Exhibits and interactive hands-on displays, many with sound and thought-provoking videos and films, pay tribute to the music, and the people behind it: performers, songwriters, disc jockeys, producers and others.
The permanent collection contains more than 100,000 artifacts in dizzying variety—thousands of instruments and stage costumes from the likes of Jimi Hendrix and Iggy Pop, naturally, but also many less obvious items from quirky to poignant, such as Jim Morrison’s Cub Scout uniform and Elvis Presley’s draft card. Janis Joplin’s 1965 Porsche and ZZ Top’s 1934 Ford coupe, the Eliminator, are on display, and there are even school report cards for John Lennon, James Taylor, the Everly Brothers and legendary drummer Keith Moon of The Who (‘shows promise in music’).

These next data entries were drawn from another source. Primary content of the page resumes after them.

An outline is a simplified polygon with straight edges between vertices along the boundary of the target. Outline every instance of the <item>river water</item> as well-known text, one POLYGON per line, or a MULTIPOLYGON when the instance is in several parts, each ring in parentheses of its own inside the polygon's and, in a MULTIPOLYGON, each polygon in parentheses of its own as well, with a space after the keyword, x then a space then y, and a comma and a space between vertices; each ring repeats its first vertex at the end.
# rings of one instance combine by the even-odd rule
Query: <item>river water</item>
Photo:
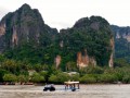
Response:
POLYGON ((0 85, 0 98, 130 98, 130 85, 80 85, 76 91, 55 85, 55 91, 42 91, 43 86, 0 85))

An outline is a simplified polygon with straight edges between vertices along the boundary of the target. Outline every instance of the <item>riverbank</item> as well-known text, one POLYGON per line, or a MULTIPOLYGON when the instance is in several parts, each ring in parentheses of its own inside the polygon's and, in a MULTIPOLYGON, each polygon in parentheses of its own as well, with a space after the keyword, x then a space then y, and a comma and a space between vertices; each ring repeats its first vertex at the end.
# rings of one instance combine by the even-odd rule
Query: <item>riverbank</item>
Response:
POLYGON ((43 91, 43 86, 1 85, 0 98, 129 98, 130 85, 80 85, 76 91, 55 85, 55 91, 43 91))

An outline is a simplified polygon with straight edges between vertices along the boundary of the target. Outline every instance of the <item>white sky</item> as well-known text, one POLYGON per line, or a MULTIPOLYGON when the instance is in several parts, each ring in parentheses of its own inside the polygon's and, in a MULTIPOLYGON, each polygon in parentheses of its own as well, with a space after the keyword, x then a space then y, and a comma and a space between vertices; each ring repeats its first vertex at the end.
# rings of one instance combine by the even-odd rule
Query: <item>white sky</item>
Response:
POLYGON ((0 0, 0 20, 28 3, 51 27, 72 27, 81 17, 100 15, 110 24, 130 26, 130 0, 0 0))

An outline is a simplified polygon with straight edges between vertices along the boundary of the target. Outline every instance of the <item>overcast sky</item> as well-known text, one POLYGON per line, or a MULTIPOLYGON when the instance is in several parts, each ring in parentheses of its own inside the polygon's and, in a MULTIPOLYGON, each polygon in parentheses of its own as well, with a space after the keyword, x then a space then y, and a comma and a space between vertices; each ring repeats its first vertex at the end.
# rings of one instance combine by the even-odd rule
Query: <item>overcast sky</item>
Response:
POLYGON ((81 17, 100 15, 110 24, 130 26, 130 0, 0 0, 0 20, 28 3, 51 27, 72 27, 81 17))

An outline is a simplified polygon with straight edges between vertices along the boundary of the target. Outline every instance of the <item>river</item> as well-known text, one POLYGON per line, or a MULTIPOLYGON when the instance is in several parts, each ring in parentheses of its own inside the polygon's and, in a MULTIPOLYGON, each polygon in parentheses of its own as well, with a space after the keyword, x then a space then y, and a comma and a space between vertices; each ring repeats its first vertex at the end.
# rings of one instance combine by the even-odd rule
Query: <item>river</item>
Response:
POLYGON ((130 85, 80 85, 76 91, 55 85, 55 91, 42 91, 43 86, 0 85, 0 98, 130 98, 130 85))

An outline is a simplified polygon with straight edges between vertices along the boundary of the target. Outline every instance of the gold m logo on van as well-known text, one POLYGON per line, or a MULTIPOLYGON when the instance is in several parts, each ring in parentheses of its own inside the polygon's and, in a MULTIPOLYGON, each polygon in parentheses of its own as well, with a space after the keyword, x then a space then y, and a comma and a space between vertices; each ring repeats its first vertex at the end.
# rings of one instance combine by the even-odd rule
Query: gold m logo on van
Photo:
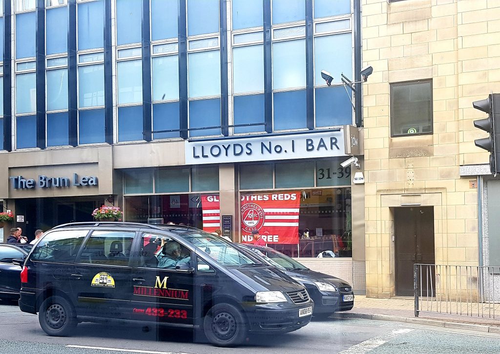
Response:
POLYGON ((154 284, 154 288, 160 288, 160 289, 166 289, 166 280, 168 278, 168 276, 166 276, 163 278, 162 280, 160 280, 160 276, 156 276, 156 282, 154 284))
POLYGON ((154 298, 178 298, 180 300, 189 300, 189 290, 181 289, 169 288, 166 286, 168 276, 164 276, 163 279, 156 276, 154 287, 142 286, 134 286, 134 294, 139 296, 150 296, 154 298))

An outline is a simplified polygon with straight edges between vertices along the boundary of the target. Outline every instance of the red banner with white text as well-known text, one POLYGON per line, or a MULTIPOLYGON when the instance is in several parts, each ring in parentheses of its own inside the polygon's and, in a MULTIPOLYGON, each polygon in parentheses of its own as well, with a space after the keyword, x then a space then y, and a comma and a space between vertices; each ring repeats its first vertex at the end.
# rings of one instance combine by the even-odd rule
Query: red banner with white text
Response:
POLYGON ((213 232, 220 228, 220 206, 218 196, 202 195, 203 230, 213 232))
POLYGON ((298 192, 242 196, 242 242, 252 243, 257 230, 267 244, 296 244, 300 205, 298 192))

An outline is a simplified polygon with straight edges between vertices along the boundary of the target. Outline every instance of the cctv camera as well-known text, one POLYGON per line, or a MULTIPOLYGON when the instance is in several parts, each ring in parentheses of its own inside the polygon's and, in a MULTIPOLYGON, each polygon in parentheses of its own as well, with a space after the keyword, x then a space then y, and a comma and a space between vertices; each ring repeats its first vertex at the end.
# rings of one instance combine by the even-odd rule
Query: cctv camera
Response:
POLYGON ((334 76, 332 76, 330 72, 324 70, 322 70, 321 77, 326 82, 327 85, 330 86, 332 84, 332 82, 334 80, 334 76))
POLYGON ((360 164, 358 163, 358 158, 356 156, 353 156, 348 160, 346 160, 340 164, 340 166, 342 166, 342 168, 345 168, 348 166, 350 166, 353 164, 354 164, 354 166, 358 168, 360 168, 360 164))
POLYGON ((366 81, 368 80, 368 76, 372 74, 372 73, 374 72, 374 68, 372 66, 365 66, 361 70, 361 76, 363 78, 363 81, 366 81))

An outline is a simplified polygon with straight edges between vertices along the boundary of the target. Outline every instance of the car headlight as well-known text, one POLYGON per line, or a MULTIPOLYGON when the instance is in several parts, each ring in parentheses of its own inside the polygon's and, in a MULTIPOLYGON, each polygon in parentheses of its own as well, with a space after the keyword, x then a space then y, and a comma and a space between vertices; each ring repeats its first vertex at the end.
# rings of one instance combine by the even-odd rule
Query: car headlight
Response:
POLYGON ((258 292, 255 296, 258 302, 286 302, 286 298, 281 292, 258 292))
POLYGON ((322 292, 336 292, 337 288, 332 284, 327 282, 314 282, 314 285, 318 286, 318 288, 322 292))
POLYGON ((294 276, 290 276, 290 278, 294 280, 296 282, 298 282, 300 284, 304 284, 304 283, 302 282, 303 280, 302 279, 300 279, 300 278, 296 278, 294 276))

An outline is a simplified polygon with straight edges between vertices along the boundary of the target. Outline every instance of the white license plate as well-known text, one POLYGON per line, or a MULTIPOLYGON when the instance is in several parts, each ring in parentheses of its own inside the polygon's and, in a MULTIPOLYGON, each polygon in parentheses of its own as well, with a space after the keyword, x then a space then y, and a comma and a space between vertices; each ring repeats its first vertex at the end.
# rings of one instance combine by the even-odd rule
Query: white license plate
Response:
POLYGON ((342 301, 354 301, 354 295, 344 295, 342 301))
POLYGON ((300 308, 300 310, 298 310, 299 317, 308 316, 310 314, 312 314, 312 306, 310 306, 308 308, 300 308))

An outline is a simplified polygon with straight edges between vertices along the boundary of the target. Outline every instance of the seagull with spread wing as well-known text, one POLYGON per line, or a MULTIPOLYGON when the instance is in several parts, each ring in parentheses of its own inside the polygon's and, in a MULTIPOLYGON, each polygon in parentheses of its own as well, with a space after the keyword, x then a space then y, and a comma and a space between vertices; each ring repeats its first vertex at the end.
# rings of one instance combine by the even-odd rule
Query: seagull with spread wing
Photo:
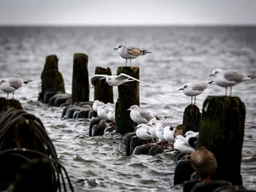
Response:
POLYGON ((117 50, 119 55, 126 60, 125 66, 127 66, 127 59, 129 59, 129 64, 132 66, 132 59, 136 58, 140 55, 144 55, 146 53, 152 53, 147 50, 128 47, 124 44, 121 44, 118 47, 114 48, 114 50, 117 50))
POLYGON ((102 79, 105 79, 106 80, 105 82, 110 86, 118 86, 121 84, 124 84, 127 82, 131 82, 131 81, 138 81, 148 86, 151 86, 148 83, 146 83, 145 82, 137 80, 136 78, 132 77, 132 76, 129 76, 125 73, 121 73, 119 75, 111 75, 111 76, 107 75, 107 74, 94 74, 91 78, 92 88, 97 84, 97 82, 99 80, 101 80, 102 79))

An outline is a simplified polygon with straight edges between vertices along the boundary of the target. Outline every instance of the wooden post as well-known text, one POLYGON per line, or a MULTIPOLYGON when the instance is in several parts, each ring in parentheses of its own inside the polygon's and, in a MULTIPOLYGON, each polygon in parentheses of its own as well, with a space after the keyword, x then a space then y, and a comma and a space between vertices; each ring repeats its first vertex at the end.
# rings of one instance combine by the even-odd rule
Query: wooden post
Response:
MULTIPOLYGON (((112 75, 110 68, 97 66, 95 68, 95 74, 112 75)), ((99 100, 104 103, 113 103, 113 87, 105 83, 105 80, 98 82, 94 86, 94 101, 99 100)))
POLYGON ((58 71, 58 58, 56 55, 46 57, 41 80, 42 90, 39 94, 39 100, 44 100, 45 93, 47 91, 65 93, 64 80, 61 74, 58 71))
POLYGON ((87 69, 88 55, 75 53, 73 79, 72 86, 72 103, 89 100, 89 80, 87 69))
POLYGON ((0 98, 0 113, 6 112, 11 109, 22 110, 21 104, 18 100, 11 99, 6 99, 4 97, 0 98))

Cleveland is hardly the hub of the music industry, and indeed the hall’s highest-profile event, the annual induction ceremony, usually takes place in New York. But it’s rich in rock history; it was in Cleveland that radio disc jockey Alan Freed, who is credited with coining the term ‘rock and roll’, broke racial boundaries with his broadcasts and put on the country’s first rock concert, the original Moondog Coronation Ball, in 1952. By the time the Hall of Fame opened in 1995, it had become a catalyst for the renewal of a downtown area that had been a famous example of urban decline.
It symbolises not just the energy of rock and roll, but the energy of the new Cleveland as well. Ohio claims a ‘Hall of Fame Corridor’, and this is its northern cap: the National Inventors’ Hall of Fame can be found in Akron and the hugely popular Pro Football Hall of Fame in Canton.